Spanish text generation

Long text generation (supports context of up to 1024 tokens)

Use Cases

Content creation

Novel continuation

Generate subsequent plotlines based on a given Spanish novel opening.

Poetry creation

Generate Spanish poetry.

Education

Language learning assistance

Generate Spanish learning materials or practice texts.

🚀 GPT2-Spanish

GPT2-Spanish is a language generation model trained from scratch using 11.5GB of Spanish texts.
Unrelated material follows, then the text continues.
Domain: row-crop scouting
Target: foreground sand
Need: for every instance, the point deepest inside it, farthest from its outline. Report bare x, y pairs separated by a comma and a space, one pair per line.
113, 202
It employs a Byte Pair Encoding (BPE) tokenizer specifically trained for this task, with parameters identical to the medium version of the original OpenAI GPT2 model.

✨ Features

Trained from scratch with 11.5GB of Spanish texts.
Uses a Byte Pair Encoding (BPE) tokenizer trained for Spanish.
Parameters match the medium version of the original OpenAI GPT2 model.

📦 Installation

No installation steps are provided in the original document, so this section is skipped.

💻 Usage Examples

No code examples are provided in the original document, so this section is skipped.

📚 Documentation

Corpus

This model was trained with a 11.5GB text corpus, which includes 3.5GB of Wikipedia articles and 8GB of books (covering narrative, short stories, theater, poetry, essays, and popularization).

Tokenizer

The texts are tokenized using a byte - level version of Byte Pair Encoding (BPE) (for Unicode characters) and have a vocabulary size of 50257. The inputs are sequences of 1024 consecutive tokens.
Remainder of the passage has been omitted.